Joanna stared at her, guarded, but seemed to be silently encouraging her to go on.
“I don’t know if it’s fair of me to ask what you knew about what was going on all this time because I knew and never said anything but, Joanna, Jonathan is destroying this company. I know he’s your brother, and that complicates things more than I can understand, but you should be in charge. Everyone knows it.” She pulled up her email draft to Monica Brown and aimed the screen at Joanna. Her thumb hovered over the send icon. “I have an email ready to break the story to Deadline. It’s Annie’s allegations with my corroboration. I was hoping to get someone else to speak up, but for now, it’s just us. I’m going to send it, but I wanted you to know first.”
For the first time, perhaps ever, Joanna looked frightened.
“Who else was going to speak up?”
“Chase, but he backed out.” The sting burned anew as she said it. She shook it off. “Joanna,” she said sternly, “you gave me a chance with Lily Chu. You’ve given me all sorts of chances in my career, and now I’m giving you a chance. I send this, and the story blows up. Jonathan loses his position, and you take your rightful place as head of this company. Yes, it is going to be a painful process, but it needs to happen. It’s time.”
Lucy held up her phone, consciously keeping her thumb off the screen. She wanted to hit send, to set something bigger than herself in motion, but she realized Joanna’s approval was important to her.
The silence stretched, but it wasn’t uncomfortable. Lucy felt like she stood on top of it looking down. She was in control, and they both knew it.

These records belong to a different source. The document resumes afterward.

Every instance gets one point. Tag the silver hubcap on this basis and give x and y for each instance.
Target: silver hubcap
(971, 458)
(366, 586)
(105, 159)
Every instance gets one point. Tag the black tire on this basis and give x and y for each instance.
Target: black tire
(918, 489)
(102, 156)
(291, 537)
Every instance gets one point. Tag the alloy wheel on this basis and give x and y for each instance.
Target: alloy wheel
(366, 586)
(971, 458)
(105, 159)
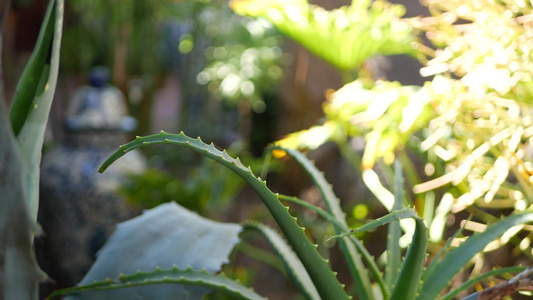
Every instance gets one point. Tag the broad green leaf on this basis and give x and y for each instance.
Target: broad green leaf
(166, 236)
(440, 275)
(324, 279)
(162, 280)
(31, 104)
(19, 273)
(292, 264)
(393, 216)
(369, 259)
(353, 258)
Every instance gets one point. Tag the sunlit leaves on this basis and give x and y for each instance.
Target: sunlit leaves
(344, 37)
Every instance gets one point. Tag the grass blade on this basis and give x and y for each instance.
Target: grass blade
(440, 275)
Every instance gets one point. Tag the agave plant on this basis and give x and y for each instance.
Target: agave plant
(21, 140)
(403, 279)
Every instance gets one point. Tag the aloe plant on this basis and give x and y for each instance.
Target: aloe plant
(309, 271)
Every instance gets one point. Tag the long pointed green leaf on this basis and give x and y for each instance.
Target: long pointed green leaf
(408, 281)
(292, 264)
(19, 273)
(394, 233)
(324, 279)
(393, 216)
(27, 87)
(353, 258)
(172, 276)
(369, 259)
(443, 251)
(439, 276)
(470, 282)
(34, 114)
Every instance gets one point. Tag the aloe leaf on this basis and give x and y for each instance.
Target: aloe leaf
(31, 105)
(391, 217)
(408, 282)
(394, 233)
(439, 276)
(170, 277)
(353, 258)
(369, 259)
(162, 237)
(495, 272)
(443, 251)
(292, 264)
(324, 279)
(19, 273)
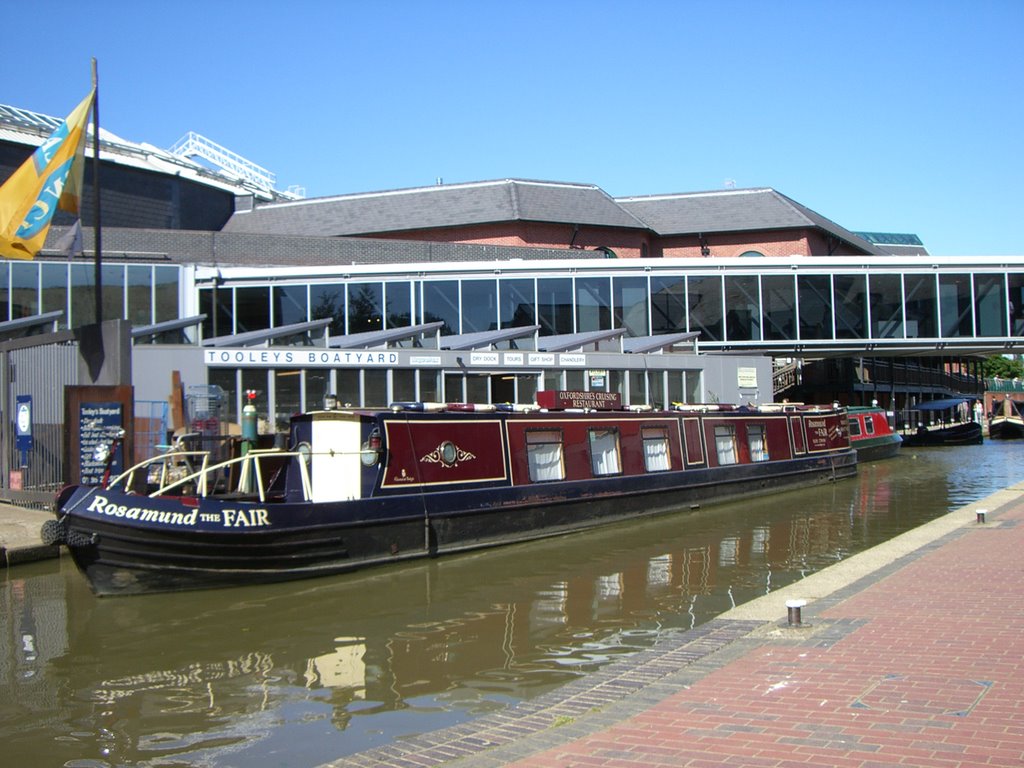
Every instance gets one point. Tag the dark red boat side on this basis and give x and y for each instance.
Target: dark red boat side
(363, 487)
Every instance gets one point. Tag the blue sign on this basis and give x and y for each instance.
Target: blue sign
(23, 425)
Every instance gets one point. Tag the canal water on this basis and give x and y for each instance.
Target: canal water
(300, 674)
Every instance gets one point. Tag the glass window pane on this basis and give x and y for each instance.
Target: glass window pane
(850, 306)
(375, 392)
(742, 308)
(813, 294)
(954, 305)
(630, 300)
(725, 444)
(476, 389)
(705, 301)
(83, 295)
(779, 297)
(287, 397)
(403, 385)
(430, 386)
(139, 295)
(479, 305)
(399, 304)
(544, 456)
(328, 300)
(655, 449)
(1016, 284)
(317, 381)
(886, 305)
(756, 442)
(54, 278)
(217, 323)
(290, 305)
(604, 452)
(348, 387)
(922, 305)
(366, 307)
(252, 309)
(24, 290)
(114, 291)
(226, 379)
(668, 305)
(165, 293)
(440, 303)
(990, 304)
(518, 303)
(554, 306)
(593, 300)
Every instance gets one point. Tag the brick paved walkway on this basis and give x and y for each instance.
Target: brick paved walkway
(921, 664)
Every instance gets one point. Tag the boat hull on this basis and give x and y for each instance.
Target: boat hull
(120, 554)
(969, 433)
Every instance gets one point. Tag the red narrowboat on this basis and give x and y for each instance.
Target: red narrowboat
(361, 487)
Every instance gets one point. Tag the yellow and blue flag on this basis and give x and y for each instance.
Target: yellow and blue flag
(51, 178)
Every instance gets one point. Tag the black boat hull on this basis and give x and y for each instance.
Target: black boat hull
(119, 555)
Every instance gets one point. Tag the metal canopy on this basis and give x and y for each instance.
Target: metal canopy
(9, 328)
(252, 338)
(484, 339)
(140, 332)
(564, 342)
(381, 338)
(943, 403)
(653, 343)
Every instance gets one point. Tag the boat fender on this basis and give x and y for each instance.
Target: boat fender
(53, 532)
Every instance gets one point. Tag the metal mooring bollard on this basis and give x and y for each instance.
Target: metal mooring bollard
(793, 609)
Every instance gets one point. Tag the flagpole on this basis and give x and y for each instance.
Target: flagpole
(97, 237)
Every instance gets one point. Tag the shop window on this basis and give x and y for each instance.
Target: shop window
(604, 452)
(655, 449)
(725, 444)
(544, 455)
(757, 443)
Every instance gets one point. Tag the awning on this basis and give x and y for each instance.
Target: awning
(941, 404)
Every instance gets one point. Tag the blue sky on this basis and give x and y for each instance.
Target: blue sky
(882, 116)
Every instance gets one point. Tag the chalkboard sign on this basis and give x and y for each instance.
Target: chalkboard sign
(98, 424)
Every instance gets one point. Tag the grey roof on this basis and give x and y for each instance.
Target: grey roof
(139, 332)
(433, 207)
(380, 338)
(252, 338)
(733, 210)
(484, 339)
(565, 342)
(8, 328)
(640, 344)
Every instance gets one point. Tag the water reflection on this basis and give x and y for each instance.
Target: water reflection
(301, 674)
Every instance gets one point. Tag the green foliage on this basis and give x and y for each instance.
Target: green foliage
(1005, 368)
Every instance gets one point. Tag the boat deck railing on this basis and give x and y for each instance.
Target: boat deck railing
(190, 472)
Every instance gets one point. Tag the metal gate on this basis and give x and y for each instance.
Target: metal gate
(38, 367)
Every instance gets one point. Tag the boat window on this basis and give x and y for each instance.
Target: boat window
(756, 441)
(725, 443)
(655, 449)
(604, 452)
(544, 455)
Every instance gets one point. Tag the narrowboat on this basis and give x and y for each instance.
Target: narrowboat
(1007, 423)
(954, 427)
(871, 434)
(354, 487)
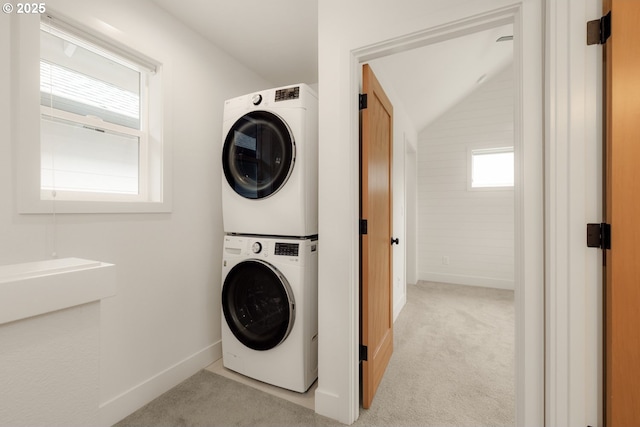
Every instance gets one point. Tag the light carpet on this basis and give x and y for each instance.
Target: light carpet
(452, 365)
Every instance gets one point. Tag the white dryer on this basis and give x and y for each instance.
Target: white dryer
(269, 309)
(270, 163)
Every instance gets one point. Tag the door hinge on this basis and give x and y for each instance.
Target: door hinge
(599, 30)
(363, 101)
(364, 226)
(364, 352)
(599, 236)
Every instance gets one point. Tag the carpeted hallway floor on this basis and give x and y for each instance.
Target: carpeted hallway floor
(453, 365)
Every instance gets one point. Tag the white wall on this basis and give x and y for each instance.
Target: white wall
(404, 132)
(362, 29)
(466, 236)
(164, 323)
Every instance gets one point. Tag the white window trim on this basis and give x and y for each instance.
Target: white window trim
(26, 135)
(471, 150)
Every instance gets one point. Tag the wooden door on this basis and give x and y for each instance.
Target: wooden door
(622, 269)
(376, 314)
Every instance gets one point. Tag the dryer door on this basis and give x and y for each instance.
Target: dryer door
(258, 154)
(258, 304)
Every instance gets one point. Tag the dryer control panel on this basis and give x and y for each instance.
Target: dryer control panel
(287, 249)
(287, 93)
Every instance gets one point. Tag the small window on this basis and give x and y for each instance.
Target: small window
(491, 168)
(94, 121)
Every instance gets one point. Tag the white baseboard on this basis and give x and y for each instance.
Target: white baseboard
(136, 397)
(332, 406)
(458, 279)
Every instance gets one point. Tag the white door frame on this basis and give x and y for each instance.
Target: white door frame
(529, 209)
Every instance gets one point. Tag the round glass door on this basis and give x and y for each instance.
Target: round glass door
(258, 154)
(258, 305)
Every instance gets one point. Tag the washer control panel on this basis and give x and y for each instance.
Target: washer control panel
(287, 249)
(287, 93)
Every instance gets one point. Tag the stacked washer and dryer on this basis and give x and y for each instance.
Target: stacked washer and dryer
(270, 251)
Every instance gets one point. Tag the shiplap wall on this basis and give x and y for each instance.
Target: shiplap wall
(466, 236)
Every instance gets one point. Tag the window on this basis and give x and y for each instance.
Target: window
(93, 127)
(491, 168)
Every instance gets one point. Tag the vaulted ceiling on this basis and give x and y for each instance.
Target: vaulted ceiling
(279, 40)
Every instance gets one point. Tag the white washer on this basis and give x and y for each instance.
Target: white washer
(269, 309)
(270, 163)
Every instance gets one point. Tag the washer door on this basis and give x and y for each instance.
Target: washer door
(258, 304)
(258, 154)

Joanna pressed her lips together and reached for the pendant on her necklace. Lucy could see the violent struggle playing out in her eyes. She may have been asking her to do something impossible, but it could become possible if it promised the change she deserved—the change they all needed.
Joanna took a breath, and Lucy held hers.
“Sometimes tough love is the most necessary kind.” She glanced at Lucy’s phone with a subtle nod.
Her heart swelled as she hit send. She imagined a dramatic climax: the symphony striking up something foreboding and victorious at once, cymbals crashing, strings singing. But it was only her, Joanna, and the tense anticipation that followed electronic communication.
Lucy hoped she did not get Monica’s out-of-office autoreply.
“Thank you,” she said.
Joanna, looking both shocked and liberated by her own actions, bobbed her head. Her eyes traveled to the door. “And, Lucy? You were never in here.”